Chapter 5: Adversarial Search

Réussis tes devoirs et examens dès maintenant avec Quizwiz!

ProbCut

A forward pruning version of alpha-beta search that uses statistics gained from prior experience to lessen the chance that the best move will be pruned.

Cutoff-Test(s, d)

A function that evaluates the state (s) and depth (d), and decides whether to cut off search and use Eval. Cuts off search for terminal states, too. d is chosen so that a move is selected within a certain period of time. When time runs out, the program returns the move selected by the deepest search. A more robust approach is to apply iterative deepening.

Terminal Test

A function that is true when a game is over and false otherwise.

Zero-Sum Game

A game where the total payoff to all players is the same for every instance of the game (0+1, 1+0, .5+.5).

Transposition Table

A hash table of previously seen positions. Used to avoid storing transpositions - different permutations of the same move sequence that end up in the same position.

Eval(s)

A heuristic to calculate expected utility of the game from a given state, s. Replaced the Utility function. Most evaluation functions calculate features of the state (i.e., type and # of each chess piece) and either: a. Sorting states with similar features into categories and calculating the expected value of categories for each state b. Using a weighted linear or non-linear function to add up the values of features.

Policy

A mapping from every possible state to the best move in that state. Used in endgame when the search space is reduced.

Chance Node

A node in a game tree that denotes a possible state and the probability of reaching it.

Horizon Effect

A scenario where a program is facing an opponent's move that causes serious damage and is unavoidable, but can be temporarily avoided.

Strategy

A series of moves MAX makes in the initial state and all possible subsequent states. An optimal strategy leads to outcomes at least as good as any other strategy when one is laying an infallible opponent.

Forward Pruning

A strategy where some moves at a given node are pruned immediately without further consideration.

Search Tree

A tree that is superimposed on the full game tree, and examines enough nodes to allow a player to determine what move to make.

Game Tree

A tree where nodes are game states and edges are moves. Can be used to determine the optimal strategy from the minmax value of each node, Minmax(n).
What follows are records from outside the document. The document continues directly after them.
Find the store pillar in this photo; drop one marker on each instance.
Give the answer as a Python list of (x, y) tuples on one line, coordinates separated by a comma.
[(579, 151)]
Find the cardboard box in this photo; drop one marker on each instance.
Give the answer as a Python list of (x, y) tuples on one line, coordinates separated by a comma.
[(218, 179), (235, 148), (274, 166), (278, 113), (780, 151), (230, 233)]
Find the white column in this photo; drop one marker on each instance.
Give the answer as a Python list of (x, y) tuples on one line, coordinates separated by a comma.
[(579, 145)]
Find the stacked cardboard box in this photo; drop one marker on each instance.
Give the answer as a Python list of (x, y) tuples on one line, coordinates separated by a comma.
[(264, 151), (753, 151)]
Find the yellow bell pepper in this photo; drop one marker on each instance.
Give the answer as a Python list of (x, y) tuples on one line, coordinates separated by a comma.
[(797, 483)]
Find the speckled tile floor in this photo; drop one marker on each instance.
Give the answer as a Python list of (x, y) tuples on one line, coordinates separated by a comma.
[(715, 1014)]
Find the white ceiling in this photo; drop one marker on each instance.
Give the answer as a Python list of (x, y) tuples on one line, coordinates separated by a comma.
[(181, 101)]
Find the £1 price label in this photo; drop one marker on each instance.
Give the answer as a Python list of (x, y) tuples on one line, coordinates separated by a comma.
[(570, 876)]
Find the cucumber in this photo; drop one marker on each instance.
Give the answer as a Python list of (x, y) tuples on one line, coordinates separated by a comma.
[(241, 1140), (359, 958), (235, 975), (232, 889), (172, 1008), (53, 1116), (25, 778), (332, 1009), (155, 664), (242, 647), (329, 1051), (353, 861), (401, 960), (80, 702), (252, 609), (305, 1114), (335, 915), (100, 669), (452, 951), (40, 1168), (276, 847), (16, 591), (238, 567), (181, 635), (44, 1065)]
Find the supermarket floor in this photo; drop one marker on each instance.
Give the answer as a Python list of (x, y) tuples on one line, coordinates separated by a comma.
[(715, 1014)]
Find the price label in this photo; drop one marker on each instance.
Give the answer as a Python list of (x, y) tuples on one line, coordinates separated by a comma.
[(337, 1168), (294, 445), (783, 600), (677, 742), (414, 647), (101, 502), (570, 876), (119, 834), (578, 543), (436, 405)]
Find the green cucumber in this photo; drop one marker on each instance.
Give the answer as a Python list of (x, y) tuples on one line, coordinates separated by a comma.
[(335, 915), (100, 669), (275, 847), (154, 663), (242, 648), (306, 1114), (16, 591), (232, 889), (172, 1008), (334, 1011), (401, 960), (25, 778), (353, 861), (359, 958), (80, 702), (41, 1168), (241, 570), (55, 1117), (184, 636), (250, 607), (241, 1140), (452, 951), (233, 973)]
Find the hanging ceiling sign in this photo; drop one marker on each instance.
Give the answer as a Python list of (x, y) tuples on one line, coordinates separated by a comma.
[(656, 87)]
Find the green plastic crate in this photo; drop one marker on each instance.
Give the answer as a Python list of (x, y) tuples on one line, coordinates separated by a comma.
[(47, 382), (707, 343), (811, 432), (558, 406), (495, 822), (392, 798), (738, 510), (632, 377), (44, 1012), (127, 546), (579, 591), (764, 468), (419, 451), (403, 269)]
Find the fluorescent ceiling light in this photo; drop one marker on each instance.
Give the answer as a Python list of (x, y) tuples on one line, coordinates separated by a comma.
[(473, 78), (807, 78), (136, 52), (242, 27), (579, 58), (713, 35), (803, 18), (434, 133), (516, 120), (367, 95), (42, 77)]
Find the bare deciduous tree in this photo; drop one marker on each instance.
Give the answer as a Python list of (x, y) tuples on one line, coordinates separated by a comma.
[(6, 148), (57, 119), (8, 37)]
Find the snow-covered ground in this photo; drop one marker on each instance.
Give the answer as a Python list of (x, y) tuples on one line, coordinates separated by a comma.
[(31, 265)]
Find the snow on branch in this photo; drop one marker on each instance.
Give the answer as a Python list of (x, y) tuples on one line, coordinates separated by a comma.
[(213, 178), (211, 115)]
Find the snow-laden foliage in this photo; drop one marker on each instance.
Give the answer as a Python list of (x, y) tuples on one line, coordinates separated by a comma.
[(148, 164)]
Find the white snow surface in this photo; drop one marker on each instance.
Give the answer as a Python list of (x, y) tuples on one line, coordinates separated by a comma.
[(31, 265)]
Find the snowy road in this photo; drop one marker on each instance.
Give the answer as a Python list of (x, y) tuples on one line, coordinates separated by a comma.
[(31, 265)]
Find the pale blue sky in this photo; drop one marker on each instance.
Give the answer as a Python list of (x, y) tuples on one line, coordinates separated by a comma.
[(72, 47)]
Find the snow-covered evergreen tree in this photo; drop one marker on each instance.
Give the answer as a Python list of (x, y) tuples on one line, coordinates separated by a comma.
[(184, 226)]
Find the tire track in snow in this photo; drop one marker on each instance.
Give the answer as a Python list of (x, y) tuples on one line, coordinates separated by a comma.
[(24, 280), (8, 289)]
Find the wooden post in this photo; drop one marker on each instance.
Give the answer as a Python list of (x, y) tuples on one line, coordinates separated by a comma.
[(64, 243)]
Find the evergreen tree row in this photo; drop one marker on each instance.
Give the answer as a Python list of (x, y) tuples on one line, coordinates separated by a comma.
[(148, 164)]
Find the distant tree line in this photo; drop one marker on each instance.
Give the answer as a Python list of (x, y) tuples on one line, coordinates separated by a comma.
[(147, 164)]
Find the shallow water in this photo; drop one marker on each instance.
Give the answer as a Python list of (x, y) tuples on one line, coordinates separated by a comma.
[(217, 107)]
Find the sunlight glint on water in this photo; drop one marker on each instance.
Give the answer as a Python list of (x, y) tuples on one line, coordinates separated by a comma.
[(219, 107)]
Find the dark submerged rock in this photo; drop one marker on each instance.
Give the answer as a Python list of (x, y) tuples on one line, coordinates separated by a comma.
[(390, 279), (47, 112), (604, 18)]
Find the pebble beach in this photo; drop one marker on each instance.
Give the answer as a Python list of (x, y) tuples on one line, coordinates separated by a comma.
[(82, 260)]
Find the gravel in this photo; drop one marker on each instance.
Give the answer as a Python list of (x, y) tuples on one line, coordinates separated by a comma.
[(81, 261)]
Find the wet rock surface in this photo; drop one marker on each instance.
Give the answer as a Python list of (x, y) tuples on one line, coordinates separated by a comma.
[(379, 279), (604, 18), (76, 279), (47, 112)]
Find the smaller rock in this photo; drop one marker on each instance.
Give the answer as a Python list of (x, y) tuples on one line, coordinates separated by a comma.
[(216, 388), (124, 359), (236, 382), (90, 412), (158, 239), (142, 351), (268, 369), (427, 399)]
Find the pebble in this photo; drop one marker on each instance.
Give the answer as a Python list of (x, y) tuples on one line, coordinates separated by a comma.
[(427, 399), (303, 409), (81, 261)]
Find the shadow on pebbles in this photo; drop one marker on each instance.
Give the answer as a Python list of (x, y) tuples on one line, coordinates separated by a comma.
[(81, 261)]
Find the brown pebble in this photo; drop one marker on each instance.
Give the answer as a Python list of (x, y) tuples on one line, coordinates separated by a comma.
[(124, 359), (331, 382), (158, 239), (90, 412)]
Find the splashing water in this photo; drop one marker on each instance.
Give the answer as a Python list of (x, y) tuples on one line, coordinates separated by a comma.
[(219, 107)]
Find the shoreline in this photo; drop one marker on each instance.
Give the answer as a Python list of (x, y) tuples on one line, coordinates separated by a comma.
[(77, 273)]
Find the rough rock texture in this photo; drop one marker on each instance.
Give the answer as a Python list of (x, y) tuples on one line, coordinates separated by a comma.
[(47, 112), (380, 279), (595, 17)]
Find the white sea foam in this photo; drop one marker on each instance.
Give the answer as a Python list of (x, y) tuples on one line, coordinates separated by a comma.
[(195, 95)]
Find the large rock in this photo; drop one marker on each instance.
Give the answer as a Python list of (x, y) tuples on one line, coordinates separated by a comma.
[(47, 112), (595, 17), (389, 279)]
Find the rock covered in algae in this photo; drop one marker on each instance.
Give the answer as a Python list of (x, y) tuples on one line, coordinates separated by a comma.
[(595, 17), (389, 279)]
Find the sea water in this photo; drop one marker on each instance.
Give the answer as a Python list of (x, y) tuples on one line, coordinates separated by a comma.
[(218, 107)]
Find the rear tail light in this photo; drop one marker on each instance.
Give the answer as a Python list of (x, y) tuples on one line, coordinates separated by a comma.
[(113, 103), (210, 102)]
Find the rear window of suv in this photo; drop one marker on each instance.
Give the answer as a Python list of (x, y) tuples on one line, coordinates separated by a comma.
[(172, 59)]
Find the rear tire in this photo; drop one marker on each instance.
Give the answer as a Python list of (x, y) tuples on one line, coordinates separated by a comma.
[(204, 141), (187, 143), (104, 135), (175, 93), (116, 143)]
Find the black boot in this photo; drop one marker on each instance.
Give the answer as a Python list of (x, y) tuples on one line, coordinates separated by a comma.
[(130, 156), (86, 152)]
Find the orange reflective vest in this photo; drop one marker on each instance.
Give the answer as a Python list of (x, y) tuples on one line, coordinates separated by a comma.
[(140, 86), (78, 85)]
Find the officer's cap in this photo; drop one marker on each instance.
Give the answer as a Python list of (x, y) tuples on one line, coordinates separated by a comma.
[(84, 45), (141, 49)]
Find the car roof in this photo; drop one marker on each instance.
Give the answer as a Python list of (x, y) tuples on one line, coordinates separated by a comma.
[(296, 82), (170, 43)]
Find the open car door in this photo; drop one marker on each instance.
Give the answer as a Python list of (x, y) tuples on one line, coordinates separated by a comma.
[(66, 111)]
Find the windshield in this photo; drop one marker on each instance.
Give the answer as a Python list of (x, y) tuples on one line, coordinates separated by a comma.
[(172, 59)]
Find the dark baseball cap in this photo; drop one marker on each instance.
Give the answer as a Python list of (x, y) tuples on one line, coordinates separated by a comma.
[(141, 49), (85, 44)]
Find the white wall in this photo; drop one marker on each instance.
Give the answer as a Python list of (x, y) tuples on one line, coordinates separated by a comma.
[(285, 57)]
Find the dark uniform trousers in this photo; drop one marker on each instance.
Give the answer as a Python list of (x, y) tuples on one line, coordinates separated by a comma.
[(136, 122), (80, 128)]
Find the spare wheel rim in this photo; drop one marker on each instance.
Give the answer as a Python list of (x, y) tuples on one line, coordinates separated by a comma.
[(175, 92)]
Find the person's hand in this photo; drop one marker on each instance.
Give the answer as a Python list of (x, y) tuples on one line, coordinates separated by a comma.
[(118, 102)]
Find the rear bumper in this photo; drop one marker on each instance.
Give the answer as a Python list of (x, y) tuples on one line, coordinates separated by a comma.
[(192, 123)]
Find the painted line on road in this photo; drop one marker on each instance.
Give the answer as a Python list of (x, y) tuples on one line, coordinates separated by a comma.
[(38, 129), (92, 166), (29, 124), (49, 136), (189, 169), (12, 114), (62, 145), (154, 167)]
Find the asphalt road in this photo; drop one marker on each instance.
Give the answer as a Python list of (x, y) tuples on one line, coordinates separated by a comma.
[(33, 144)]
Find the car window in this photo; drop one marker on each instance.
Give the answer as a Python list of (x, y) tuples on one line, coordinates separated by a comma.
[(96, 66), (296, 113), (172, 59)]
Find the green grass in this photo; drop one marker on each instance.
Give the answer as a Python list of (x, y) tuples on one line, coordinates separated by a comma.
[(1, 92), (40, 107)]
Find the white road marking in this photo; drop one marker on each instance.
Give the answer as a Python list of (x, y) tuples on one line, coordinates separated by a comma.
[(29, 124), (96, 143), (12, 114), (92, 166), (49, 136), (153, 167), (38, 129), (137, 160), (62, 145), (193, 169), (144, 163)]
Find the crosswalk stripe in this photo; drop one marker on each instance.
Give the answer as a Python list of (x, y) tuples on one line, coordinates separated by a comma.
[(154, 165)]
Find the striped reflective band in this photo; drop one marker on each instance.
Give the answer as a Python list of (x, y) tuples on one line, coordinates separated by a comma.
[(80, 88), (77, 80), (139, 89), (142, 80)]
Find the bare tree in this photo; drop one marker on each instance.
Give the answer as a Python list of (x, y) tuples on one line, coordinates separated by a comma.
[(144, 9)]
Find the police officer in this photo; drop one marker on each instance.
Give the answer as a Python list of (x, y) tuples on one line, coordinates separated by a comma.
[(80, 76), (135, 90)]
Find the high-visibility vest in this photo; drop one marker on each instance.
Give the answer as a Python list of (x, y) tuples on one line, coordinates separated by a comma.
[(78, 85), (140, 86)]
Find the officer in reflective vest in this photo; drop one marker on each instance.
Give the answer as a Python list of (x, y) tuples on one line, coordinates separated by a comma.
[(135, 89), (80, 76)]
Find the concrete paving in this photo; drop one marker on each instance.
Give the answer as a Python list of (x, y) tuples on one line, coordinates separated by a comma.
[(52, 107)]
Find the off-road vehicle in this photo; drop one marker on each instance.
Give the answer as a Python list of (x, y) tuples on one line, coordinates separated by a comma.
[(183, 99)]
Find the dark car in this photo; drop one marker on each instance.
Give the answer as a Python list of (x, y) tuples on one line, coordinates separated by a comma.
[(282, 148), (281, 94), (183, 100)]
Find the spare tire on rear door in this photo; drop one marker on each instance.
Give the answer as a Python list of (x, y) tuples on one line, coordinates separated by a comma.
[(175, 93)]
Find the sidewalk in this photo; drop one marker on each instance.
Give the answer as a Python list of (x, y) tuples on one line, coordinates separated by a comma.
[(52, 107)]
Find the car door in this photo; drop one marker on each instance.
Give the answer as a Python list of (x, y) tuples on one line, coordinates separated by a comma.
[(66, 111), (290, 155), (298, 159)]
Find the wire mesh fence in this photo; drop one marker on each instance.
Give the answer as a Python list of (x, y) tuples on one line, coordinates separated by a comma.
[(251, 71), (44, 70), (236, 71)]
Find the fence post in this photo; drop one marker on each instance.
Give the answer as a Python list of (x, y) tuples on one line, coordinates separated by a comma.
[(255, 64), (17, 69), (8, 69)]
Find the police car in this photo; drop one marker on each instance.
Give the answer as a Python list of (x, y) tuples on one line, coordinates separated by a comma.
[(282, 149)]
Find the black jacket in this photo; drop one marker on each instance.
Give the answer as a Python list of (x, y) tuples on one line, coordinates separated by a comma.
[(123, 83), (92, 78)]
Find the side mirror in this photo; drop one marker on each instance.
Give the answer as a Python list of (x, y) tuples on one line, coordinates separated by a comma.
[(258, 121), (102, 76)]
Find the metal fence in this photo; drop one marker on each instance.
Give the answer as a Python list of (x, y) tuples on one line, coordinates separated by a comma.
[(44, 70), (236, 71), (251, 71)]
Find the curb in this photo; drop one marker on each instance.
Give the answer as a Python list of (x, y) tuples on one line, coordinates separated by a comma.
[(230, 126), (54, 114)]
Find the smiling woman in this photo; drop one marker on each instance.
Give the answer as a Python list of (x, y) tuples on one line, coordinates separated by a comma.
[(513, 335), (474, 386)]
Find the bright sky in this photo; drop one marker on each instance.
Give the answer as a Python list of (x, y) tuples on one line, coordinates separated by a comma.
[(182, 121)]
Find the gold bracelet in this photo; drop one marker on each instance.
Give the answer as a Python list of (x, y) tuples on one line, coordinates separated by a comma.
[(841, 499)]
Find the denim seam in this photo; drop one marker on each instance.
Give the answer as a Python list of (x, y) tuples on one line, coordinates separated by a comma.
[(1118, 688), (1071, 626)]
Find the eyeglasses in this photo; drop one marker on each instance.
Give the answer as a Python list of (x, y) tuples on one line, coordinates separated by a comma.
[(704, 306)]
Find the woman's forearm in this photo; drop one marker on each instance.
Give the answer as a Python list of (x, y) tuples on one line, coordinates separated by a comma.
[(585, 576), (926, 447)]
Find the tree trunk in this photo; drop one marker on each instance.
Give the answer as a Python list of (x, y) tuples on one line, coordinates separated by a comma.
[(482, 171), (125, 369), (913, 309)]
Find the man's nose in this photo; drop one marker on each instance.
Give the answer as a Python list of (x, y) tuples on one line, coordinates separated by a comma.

Can be defined by the initial state, Actions(s), and Result(s, a).

Beam Search

An approach to forward pruning. On each ply, consider only a "beam" of the n best moves rather than considering all possible moves. Dangerous, as it may prune the best move.

Game

Another term for adversarial search problems.

Alpha-Beta Pruning (Stochastic Games)

Can be done by placing upper and lower bounds on the utility function values so as not to search all children before finding the ExpectiMinMax value of a chance node.

Minmax Algorithm

Computes the minmax decision from the current state using a recursive computation of the minmax values of each successor state. The recursion proceeds down the tree to the leaf nodes, and then the minmax values are backed up through the tree as recursion unwinds. Performs complete depth-first search of the game tree. If max depth of the tree is m and there are b moves at each point, then time complexity is O(b^m) and space complexity is O(bm) (or O(m) if the algorithm generates actions one at a time). Impractical for many problems as it must generate the entire game search space.

Quiescent

Describes positions whose values are unlikely to change drastically in the near future.

Multiagent Environments

Environments in which agent needs to consider actions of other agent and how they affect its own welfare.

Quiescent Search

Extra search that expands non-quiescent positions until quiescent positions are reached.

Minmax

Function to find the minmax value.

Stochastic Game

Games that rely on chance, as well as skill. Requires the use of chance nodes to build a game tree. Can only calculate the expected value of a position (the average over all possible outcomes of the chance nodes).

Evaluation Function

Heuristics for approximating the true utility of a state without doing a complete search.

Pruning

Ignoring portions of the search tree that make no difference to the final choice.

Ply

One level of a game tree. In a game where each player can make a single move, the game would be 2-ply.

ExpectiMinMax

Operates like MinMax, but calculates the ExpectiMinMax value due to chance in stochastic games. Must also use ExpectiEval. Time complexity is O((b^m)(n^m)), where b is the branching factor, m is the maximum depth, and n is the # of distinct dice.

Alpha-Beta Pruning

Prunes leaves and entire sub-trees that are never reached in play. Uses two parameters to describe bounds on the backed-up values that appear anywhere along the path: α = highest-value choice found so far along path for Max β = lowest-value choice found so far along path for Min Impractical for deep trees as it must search all the way to terminal states for a portion of the search space.

Game as Search Problem

S0: Initial state Player(s): Defines which player has the move in a state. Action(s): Returns the set of legal moves in a state. Results(s, a): The transition model, which defines the result of a move. Terminal-Test(s): Function to determine if state s is a terminal state. Utility(s, p): A utility function defines the final numeric value for a game that ends in terminal state s for a player p.

ExpectiMinMax Value

Same as MinMax value, except that for chance nodes, whose expected value is calculated as the sum of the value over all outcomes, weighted by the probability of each chance action.

Belief State

Set of all logically possible board states given the complete percept history.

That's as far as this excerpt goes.